Shadow
by Broken Angel


The cold anemic light of the streetlamp illuminates the pale sidewalk in front of me, and casts ink-black shadows over the figure crumpled on the pavement.

He is deathly still, limp and structureless, one hand flung out from his body, the long fingers curled and unmoving.

I walk to his side and look down at him. His head is tilted back, his eyelids closed, the darkness of his lashes and mouth and hair spilling over the paleness of his skin. The smooth elegance of his neck is distinguished by the complete absence of pulse.

I drop to my knees beside him, my eyes drawn to the sticky mess that used to be his chest, muscles and ribcage blown into a dark, viscous pool that stinks of blood and death, spreading out over the moon-pale sidewalk like the wings of an angel.

I put my hand out and brush a strand of his hair back out of his face. His flesh is cold and stiff, the warmth of animation vanished from his body. I run a finger over his mouth, the chapped softness of his lips chilled by the void of eternity.

If he were not so cold, I could look only at his face and believe he was sleeping.

The shotgun blast that ripped away his chest destroyed the remnants of my soul as well, the sharp splinters of conscience that remained hidden and stabbing deep within me. When his eyelids fluttered closed for the final time, those shards of humanity dissolved as if they had never been.

The absolute emptiness in my soul leaves me unable to mourn, unable to grieve for him.

But I can avenge him.

I lower my face and kiss his lips once, softly. Straightening, I look around me at the empty street, buildings staring hollow-eyed at the dead man at my feet. The city is grieving, mourning for the quixotic, obsessed spirit that no longer dwells in the lean, broken body.

I close my eyes briefly, and when I open them again, nothing has changed. He still lies dead on the ground, and the coldness of vengeance still burns in my chest. Without a backward glance, I turn on my heel and walk away.

They will find him, and there will be tears, and investigations that will turn up nothing but killers who have all died in a series of violent and painful deaths.

Scully will grieve, Skinner will swear and hit the wall in his office, and that cancerous, nicotine-stained bastard will smoke a few more cigarettes while re-setting some of the strands of his delicate spiderweb of plans.
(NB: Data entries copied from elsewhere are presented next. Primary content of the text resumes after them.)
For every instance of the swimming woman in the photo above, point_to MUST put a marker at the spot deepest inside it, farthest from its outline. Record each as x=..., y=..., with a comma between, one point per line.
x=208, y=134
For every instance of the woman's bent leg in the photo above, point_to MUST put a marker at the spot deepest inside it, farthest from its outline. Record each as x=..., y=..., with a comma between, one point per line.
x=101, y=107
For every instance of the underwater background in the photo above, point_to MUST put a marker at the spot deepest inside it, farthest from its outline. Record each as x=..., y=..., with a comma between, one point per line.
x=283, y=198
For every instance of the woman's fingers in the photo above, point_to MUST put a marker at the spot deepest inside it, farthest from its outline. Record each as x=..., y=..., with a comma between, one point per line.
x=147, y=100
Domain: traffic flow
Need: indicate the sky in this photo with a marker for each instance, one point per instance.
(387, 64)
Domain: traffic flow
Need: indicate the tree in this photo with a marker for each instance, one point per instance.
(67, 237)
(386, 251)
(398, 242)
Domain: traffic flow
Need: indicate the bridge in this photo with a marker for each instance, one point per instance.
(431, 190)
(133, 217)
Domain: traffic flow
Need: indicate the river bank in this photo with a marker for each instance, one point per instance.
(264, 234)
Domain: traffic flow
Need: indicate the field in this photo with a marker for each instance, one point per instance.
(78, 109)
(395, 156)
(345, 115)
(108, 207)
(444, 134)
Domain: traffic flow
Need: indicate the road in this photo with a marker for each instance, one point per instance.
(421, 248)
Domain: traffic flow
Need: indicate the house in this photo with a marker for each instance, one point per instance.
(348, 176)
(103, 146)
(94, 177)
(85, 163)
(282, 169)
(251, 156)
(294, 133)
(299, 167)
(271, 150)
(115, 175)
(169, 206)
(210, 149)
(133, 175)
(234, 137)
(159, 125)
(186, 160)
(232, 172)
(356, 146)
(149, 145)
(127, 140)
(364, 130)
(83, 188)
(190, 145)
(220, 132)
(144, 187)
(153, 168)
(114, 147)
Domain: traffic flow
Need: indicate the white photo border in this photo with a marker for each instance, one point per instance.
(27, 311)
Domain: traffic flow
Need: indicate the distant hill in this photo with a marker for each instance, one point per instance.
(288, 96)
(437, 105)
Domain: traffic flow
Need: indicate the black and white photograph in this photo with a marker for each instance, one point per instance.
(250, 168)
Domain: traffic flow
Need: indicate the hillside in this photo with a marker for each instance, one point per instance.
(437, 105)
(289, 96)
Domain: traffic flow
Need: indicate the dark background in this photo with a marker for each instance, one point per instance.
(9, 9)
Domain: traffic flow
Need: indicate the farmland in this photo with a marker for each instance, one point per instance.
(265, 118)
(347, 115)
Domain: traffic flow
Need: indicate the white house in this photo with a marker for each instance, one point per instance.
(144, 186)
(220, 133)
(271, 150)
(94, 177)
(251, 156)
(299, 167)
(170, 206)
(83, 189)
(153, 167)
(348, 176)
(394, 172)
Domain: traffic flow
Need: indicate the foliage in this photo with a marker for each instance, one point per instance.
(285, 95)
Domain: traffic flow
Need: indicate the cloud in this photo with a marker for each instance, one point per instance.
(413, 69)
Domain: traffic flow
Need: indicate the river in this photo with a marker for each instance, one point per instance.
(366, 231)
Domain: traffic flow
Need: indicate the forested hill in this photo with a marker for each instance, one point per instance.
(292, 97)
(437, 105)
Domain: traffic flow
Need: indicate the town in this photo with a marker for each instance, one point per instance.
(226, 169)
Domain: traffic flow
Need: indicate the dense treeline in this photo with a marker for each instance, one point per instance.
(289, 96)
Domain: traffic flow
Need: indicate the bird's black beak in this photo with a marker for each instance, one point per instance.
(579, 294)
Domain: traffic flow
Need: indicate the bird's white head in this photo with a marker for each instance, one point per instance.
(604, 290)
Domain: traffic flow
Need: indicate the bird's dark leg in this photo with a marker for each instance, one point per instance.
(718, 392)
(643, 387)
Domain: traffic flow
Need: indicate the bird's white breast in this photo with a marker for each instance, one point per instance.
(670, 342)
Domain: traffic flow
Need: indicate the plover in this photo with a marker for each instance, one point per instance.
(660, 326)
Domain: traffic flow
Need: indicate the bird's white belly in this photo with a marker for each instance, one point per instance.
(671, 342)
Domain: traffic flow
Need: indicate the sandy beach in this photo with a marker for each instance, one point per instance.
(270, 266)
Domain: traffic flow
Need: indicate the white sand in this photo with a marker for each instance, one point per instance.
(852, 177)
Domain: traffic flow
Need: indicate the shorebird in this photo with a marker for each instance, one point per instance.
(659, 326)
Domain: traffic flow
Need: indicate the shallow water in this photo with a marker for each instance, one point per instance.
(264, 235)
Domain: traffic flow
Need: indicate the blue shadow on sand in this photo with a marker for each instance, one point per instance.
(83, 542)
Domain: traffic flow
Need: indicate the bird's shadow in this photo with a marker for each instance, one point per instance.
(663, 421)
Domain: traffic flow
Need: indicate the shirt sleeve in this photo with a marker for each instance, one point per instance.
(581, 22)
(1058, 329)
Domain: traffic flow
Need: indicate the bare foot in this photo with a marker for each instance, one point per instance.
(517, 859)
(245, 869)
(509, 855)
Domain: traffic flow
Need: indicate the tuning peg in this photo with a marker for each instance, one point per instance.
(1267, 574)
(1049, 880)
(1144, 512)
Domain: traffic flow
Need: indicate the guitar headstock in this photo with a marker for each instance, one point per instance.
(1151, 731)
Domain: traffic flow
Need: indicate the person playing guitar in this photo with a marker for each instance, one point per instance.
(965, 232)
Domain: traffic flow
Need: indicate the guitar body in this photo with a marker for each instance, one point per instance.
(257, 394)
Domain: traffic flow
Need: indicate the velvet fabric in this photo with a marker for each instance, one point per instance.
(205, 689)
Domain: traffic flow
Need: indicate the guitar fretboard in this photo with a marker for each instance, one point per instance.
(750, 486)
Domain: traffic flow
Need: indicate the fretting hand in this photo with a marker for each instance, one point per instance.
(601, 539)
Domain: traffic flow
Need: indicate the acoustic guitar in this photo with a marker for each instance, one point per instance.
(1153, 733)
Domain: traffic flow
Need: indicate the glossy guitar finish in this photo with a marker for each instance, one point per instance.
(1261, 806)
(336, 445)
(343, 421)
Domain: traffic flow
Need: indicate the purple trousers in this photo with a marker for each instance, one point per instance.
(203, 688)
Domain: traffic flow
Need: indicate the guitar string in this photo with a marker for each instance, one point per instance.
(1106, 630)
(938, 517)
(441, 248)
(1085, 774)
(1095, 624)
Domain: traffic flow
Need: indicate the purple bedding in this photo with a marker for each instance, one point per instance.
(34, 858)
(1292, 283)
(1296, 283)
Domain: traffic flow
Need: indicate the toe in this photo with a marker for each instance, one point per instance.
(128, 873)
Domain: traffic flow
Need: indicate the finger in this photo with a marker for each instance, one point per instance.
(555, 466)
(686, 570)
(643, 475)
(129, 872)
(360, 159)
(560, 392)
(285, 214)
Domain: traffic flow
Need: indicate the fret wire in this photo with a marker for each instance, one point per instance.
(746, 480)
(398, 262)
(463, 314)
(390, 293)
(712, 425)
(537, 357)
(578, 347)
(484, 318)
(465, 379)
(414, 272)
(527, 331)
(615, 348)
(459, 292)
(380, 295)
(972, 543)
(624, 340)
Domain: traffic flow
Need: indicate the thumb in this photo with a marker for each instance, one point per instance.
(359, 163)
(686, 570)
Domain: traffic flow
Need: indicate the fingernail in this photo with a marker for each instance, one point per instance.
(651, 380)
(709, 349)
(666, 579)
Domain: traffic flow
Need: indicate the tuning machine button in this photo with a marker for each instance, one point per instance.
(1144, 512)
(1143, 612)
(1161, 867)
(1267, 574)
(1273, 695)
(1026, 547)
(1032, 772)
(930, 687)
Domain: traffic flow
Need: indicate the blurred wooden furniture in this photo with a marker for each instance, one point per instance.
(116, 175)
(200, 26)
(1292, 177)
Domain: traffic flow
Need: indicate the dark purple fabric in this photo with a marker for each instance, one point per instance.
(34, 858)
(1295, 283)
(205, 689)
And I... I will do the only thing I can. I will exact a bloody vengeance for his pain that shall never be forgotten.

I do not dwell in the daylight hours, can not testify against the man who ended his life—after all, I am a creature of darkness, cold and vicious, prepared to kill. But I think he'd understand. I think he will forgive me.

Only two lives have ever meant anything to me—his, and my own. With the loss of the one, there is no point in preserving the other. I am only his shadow after all, an empty, formless shape of darkness.

He was the solid form that gave me life.

Without him, I can merely take my hollow vengeance, deaths falling too late to save the only thing in my life that was ever worth anything. His quest, the pure, untainted goodness of his obsession, gave me meaning. If I could preserve his life, I could preserve a part of my soul.

I close my hand around the grip of my pistol, feeling the feral smile that twists my mouth upwards. It's not enough to destroy his killers. After all, this beautiful man should have lived in sunlight, should have been happy. Instead, he lived in the half-light of a conspiracy that doomed him from his birth, lived in the shadows that should have been my realm, with no choice in the matter.

They will pay. All of them. That cold, cancerous bastard who gave him life, the gathering of evil old men who twisted his emotions and needs to suit their purpose—I will settle all of their accounts for him, wring from their bodies the pain that he could not bring himself to ask for.

And then... and then, there will be one more account to settle. My own. Because I have betrayed him too, have allowed him to be mocked, hurt, laughed at by those who didn't know any better. Now that he is gone, when all debts have been paid to his memory, I will pay my own.

What good can a shadow do, after all?